UAE teachers call for support groups to help protect rights
Staff say phone hotlines to report potential abuse could also be effective
Teachers in Dubai have called for the formation of specialist support groups and hotlines to counter what has been described as “bullying tactics” from schools.
Several current and former members of staff told The National that they had faced problems over breaches of contract and unpaid salaries, leaving them feeling powerless.
Employees argued stricter policies introduced by the Knowledge and Human Development Authority (KHDA), Dubai's private education regulator, could help better protect their interests.
They claimed that without correct support, teachers - especially younger members of staff - were often left too scared to speak up if they were being treated unfairly.
Many teachers are new here and take the word of the school as law. They are too scared to speak up and there is no transparency
British school teacher
“Schools squeeze as much as they can out of teachers and bully them,” said Robert Welsh, 43, founder of Teacher Socials, a support group in Dubai.
“Some schools have told teachers that if they left their employment within the probation period, the school would not pay for their flight back home.”
Mr Welsh said he believed that out of school groups could help teachers deal with stress, or assist those battling debt or depression.
But he said more needed to be done at an official level - with schools taking a more active role in employee needs.
“Many teachers are new here [in the UAE] and take the word of the school as law,” a teacher from the UK who asked not to be named told The National.
“A lot of these so-called rules are scare tactics and teachers do not question them. They are too scared to speak up and there is no transparency,” she said.
The employee suggested that the KDHA should set up a special unit to address teachers’ queries and to give legal advice. She also said an anonymous helpline could offer support and guidance.
Mr Welsh, who previously worked for a private school, revealed he had once had school officials inspect his accommodation unannounced. He said he was only informed via a later email which said his home had been untidy.
“They kept a set of keys without our knowledge,” he said.
Another former private school teacher from Ireland, who also did not want to be named, said he left his job within a year due to “unrealistic demands”.
He said his salary was frequently delayed, forcing him to live on a very tight budget for fear of becoming overdrawn.

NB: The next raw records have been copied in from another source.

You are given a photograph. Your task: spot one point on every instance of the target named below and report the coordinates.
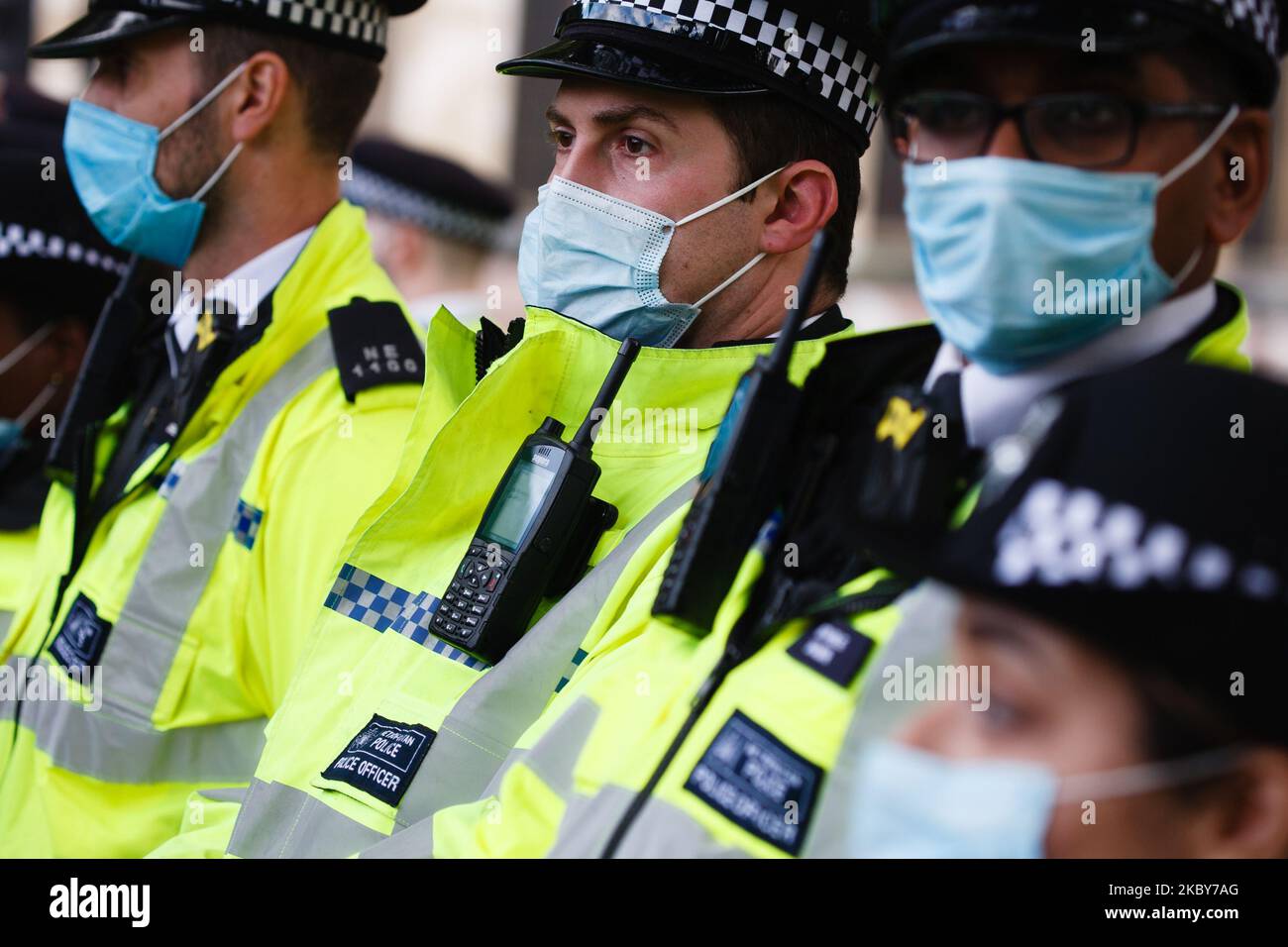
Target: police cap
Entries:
(1145, 513)
(356, 26)
(53, 262)
(1245, 31)
(428, 191)
(818, 53)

If it’s a breach of a contractual agreement, it’s a straightforward case governed by the labour law
Hind Al Mualla, KHDA
“I received just Dh70 a month to cover my return flight home, which added up to just about Dh800 per year," he said.
"I saw all my friends getting a better travel allowance, but the school just argued that they could not pay me more."
In 2018, KHDA studied the well-being of staff for the first time and found 43 per cent of adults in schools were "just getting by or just functioning".
But teachers who think their contracts are being breached are able to raise any issues with the Ministry of Human Resources and Emiratisation.
“If it’s a breach of a contractual agreement, it’s a straightforward case governed by the labour law,” said Hind Al Mualla, chief of creativity, happiness and innovation at KHDA.
Gems Education, the largest private education provider in the country, said it had systems in place to ensure the well-being of its staff.
Its teachers can book an appointment with a school counsellor for an informal meeting. Other schools offer after-class staff activities to help alleviate stress.
“Well-being walls, where positive feedback is shared by parents, students and other staff help create a positive atmosphere,” said Sara Hedger, head of safeguarding and child protection at Gems Education.
“There are monthly picnics for all staff members, not just teachers, to encourage a community [feeling] and a social support network.
“Mental health first aid teams have been trained in many schools to spot early signs of stress, anxiety or depression so that teachers can be helped."
Taaleem Schools, which operates several international schools in the country, also follows a strict policy when it comes to the welfare of its teachers.
Employees who face problems can email the group’s chief executive direct.
"We recognise that being a teacher is a stressful vocation and offer support and guidance through peers, line management, counsellors and an external employee assistance programme," said Gavin Walford‑Wright, an admissions officer.
"Taaleem partners with an external employee assistance programme provider to ensure the mental health and well-being of our staff is protected," he said.